The question is: what is the effect of the varying load impedance (over the frequency range) against the constant cable resistance? This question requires a good model of a speaker. Many such models are available, and vary from speaker to speaker. For the sake of generality, let me simplify the problem to model a speaker as a resistive load. Let me assume a speaker that varies over the frequency range between 3 Ohms and 30 Ohms. The question is: What would such load variations do to flatness response?
Given that we are talking about speaker wire, let us take the following wire gauges (AWG):
00 with diameter of .36 inch
2 with diameter of .25 inch
4 with diameter of .2 inch
6 with diameter of .16 inch
8 with diameter of .13 inch
10 with diameter of .1 inch
12 with diameter of .08 inch
For the 7 wires, the deviation between 3 and 30 Ohm load is plotted below (in dB voltage loss) for distances between 10 and 50 feet of a speaker wire pair.
A 50 feet of 12AWG cable may cause about 0.4db deviation in voltage (.2dB power deviation). The same 12AWG wire at 10 feet length will cause about 0.08dB voltage attenuation (.04dB power). A 10 AWG wire at 20 feet is good for .1dB voltage deviation.
Clearly I am not stating where the deviation occurs, and the argument is built on an assumption that the load varies by a factor of 10 to 1 and is resistive. I will take some time to model the behavior of real speakers, but this ball park exercise shows that the deviations in flatness response due to speaker wire are very small compared to the fluctuations in flatness response of the speakers themselves, where a few db deviations over the frequency range is rather common.

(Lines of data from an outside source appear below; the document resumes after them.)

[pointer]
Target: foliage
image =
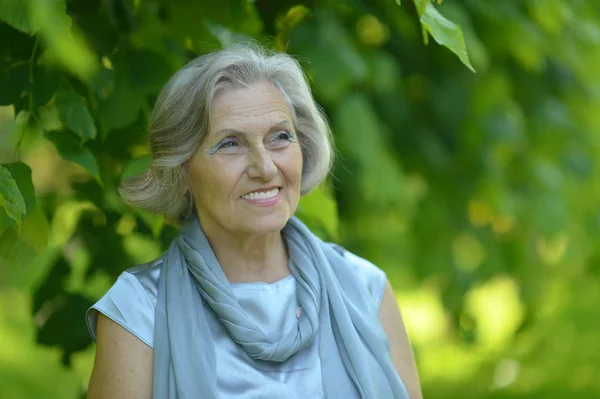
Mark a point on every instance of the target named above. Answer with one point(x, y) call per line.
point(477, 193)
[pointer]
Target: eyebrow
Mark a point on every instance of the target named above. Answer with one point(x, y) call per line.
point(228, 131)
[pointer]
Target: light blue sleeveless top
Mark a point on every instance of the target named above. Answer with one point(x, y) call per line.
point(130, 302)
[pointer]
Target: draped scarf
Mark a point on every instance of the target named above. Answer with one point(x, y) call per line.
point(334, 305)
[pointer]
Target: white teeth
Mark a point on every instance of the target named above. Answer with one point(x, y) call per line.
point(262, 195)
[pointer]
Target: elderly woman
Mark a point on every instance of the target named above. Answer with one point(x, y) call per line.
point(246, 302)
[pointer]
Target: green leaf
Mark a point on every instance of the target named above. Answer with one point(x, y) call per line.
point(11, 198)
point(75, 115)
point(119, 110)
point(319, 207)
point(148, 71)
point(22, 176)
point(16, 14)
point(446, 33)
point(14, 80)
point(70, 149)
point(136, 167)
point(64, 45)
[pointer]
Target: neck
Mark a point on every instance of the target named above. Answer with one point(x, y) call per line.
point(248, 257)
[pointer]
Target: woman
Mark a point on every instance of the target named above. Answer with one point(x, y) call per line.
point(246, 302)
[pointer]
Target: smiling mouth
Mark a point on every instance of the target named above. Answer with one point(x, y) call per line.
point(262, 195)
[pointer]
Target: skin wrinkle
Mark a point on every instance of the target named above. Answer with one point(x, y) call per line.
point(247, 238)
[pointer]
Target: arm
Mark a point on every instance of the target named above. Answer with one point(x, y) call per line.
point(402, 354)
point(124, 365)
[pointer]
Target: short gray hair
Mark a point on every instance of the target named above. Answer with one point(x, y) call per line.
point(180, 122)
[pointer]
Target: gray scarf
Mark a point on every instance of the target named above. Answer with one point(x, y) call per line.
point(335, 305)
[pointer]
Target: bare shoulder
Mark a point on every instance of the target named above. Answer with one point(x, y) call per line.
point(402, 354)
point(124, 364)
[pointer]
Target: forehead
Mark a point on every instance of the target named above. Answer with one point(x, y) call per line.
point(261, 103)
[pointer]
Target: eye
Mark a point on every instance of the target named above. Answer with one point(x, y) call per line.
point(227, 144)
point(283, 135)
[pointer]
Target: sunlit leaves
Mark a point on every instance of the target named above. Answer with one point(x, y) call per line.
point(75, 115)
point(66, 46)
point(119, 110)
point(70, 149)
point(318, 209)
point(444, 31)
point(16, 14)
point(10, 197)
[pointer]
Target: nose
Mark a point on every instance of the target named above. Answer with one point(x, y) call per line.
point(261, 164)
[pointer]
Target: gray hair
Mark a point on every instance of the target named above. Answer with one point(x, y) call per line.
point(180, 121)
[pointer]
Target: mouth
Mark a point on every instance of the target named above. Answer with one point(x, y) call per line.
point(262, 194)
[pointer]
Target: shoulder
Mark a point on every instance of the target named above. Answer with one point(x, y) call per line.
point(367, 273)
point(130, 302)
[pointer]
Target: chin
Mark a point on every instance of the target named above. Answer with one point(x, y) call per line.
point(264, 225)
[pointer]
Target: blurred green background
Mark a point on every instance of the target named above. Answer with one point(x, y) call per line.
point(477, 193)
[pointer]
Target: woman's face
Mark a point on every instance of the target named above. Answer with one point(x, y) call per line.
point(246, 176)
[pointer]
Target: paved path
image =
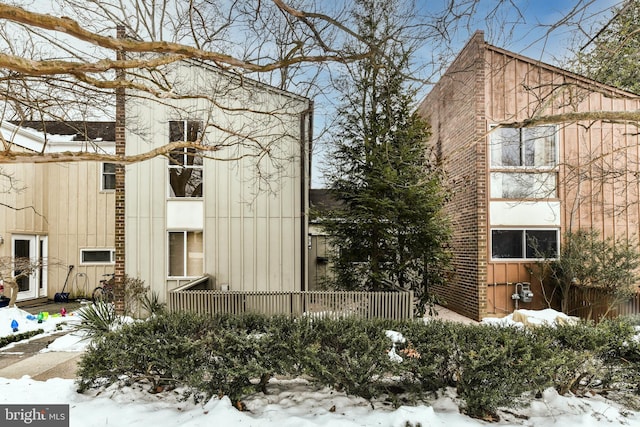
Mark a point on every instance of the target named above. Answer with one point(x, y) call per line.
point(28, 359)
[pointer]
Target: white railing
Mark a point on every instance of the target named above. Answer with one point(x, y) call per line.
point(385, 305)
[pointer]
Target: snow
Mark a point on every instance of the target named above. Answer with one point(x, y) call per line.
point(531, 317)
point(293, 402)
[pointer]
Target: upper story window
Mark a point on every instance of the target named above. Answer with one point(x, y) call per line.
point(524, 147)
point(108, 181)
point(185, 164)
point(523, 162)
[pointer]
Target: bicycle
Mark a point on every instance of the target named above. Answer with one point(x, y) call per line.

From resistive analysis point of view, for most speakers, a reasonable length (say 20 feet) of 12AWG wire would do very well.
I would not rule out that one can pick differentiate between say 50 feet of 12AWG and 50 feet of say 6AWG. A 0.4dB voltage loss at the frequency where the speaker resistance drops to 3 Ohm may be noticeable in an ABX test. At 20 feet with say 10AWG, the deviation is only .1dB.
The lion share of the problem of deviation from flat response is the speaker itself. The cable resistance is nearly a non issue.
I will post the results of a more accurate model in the near future.